Online Musings of a Public Historian

Posts tagged ‘digitization’

Archiving the Web: A Question of Content

From my understanding of Abbie Grotke’s “Web Archiving at the Library of Congress,” the main idea behind archiving online content is “to reflect the true evolution of society, government, and culture online…[in order to] ensure that a representative sample of the web is preserved.”  While this seems a simple enough notion, the actual implementation of this preservation process carries with it a number of challenges and questions along the way.

The largest of these challenges is the question of what exactly should be preserved in order to fully realize the goal of presenting the changing ideas, values, and beliefs of contemporary society for future study.
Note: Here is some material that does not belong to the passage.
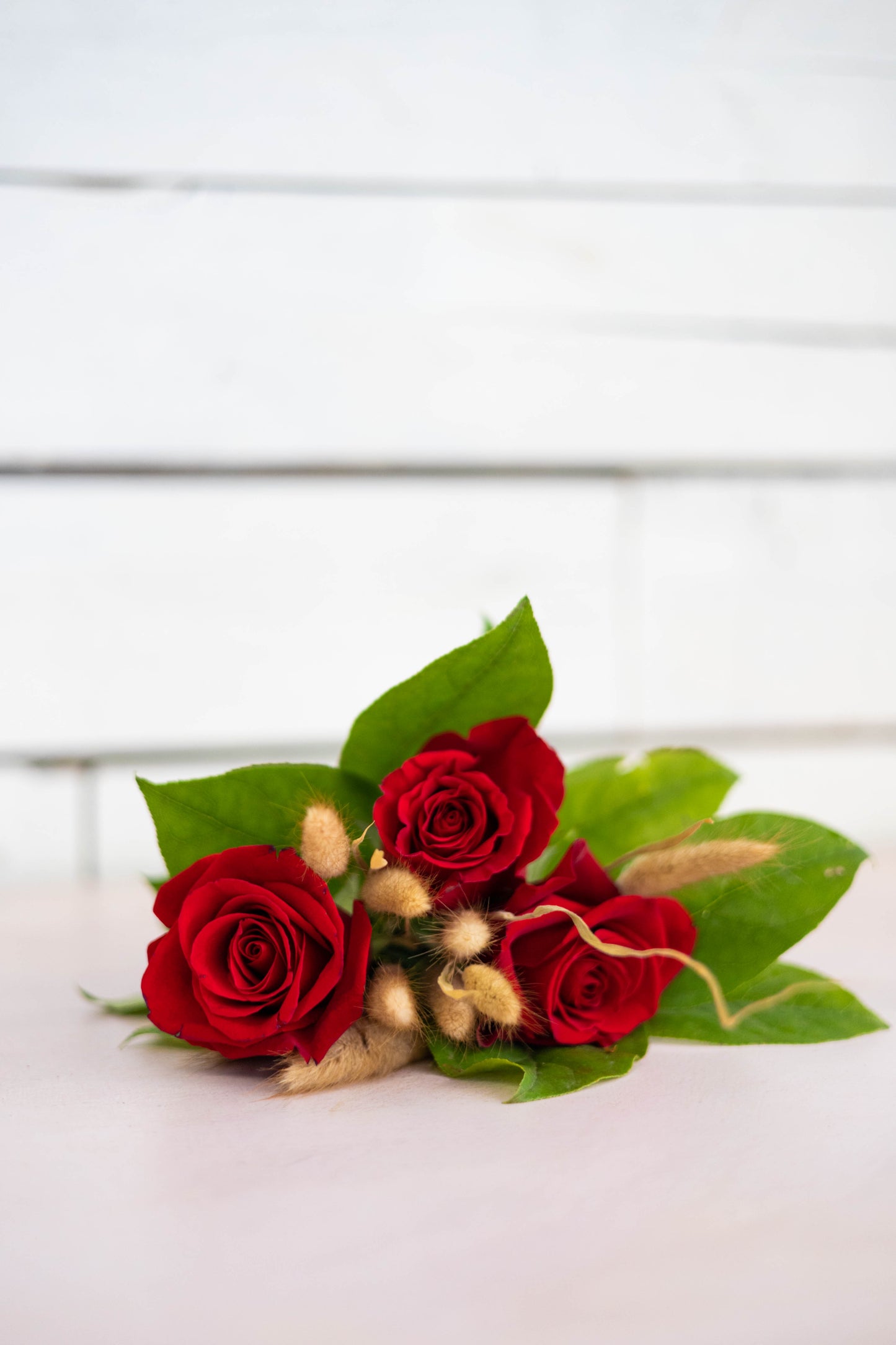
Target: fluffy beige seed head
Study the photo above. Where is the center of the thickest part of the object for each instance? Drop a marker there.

In some cases, such as Roy Rosenzweig’s case study of the online collection effort following the terrorist attacks of September 11th, 2001, the answer is obvious.  Events carrying such heavy global, national, and historic significance clearly require documentation, as do any digital content associated with them.  The question of what sort of content is worthy of preservation is where the proverbial waters tend to get murky.  Functioning as a simultaneously public and personal space, the web serves as a platform for not only “official” responses to such high-profile events (in the form of online newspapers, web pages for government organizations, and the like), but also the reactions of everyday individuals through social media networks, interpersonal messages, and online journals and blogs.

This combination of professional and recreational content offers historians a vast array of material through which can be gathered a well-rounded snapshot of the core ideals, beliefs, and values of contemporary society. As pointed out by Jinfang Niu in “An Overview of Web Archiving,” this snapshot is not limited to what can be considered the “better” aspects of society (“literature, scientific publishing”), but also representative of some of the “worst” (“advertising, pornography”).  Such an array of material ranging from the ephemeral to the long-lasting, from the enlightening to the unsavory form the basis for the challenge of deciding which content to preserve within the digital archiving system.  This initial question spawns further issues, such as those of copyright, ownership, and fair use.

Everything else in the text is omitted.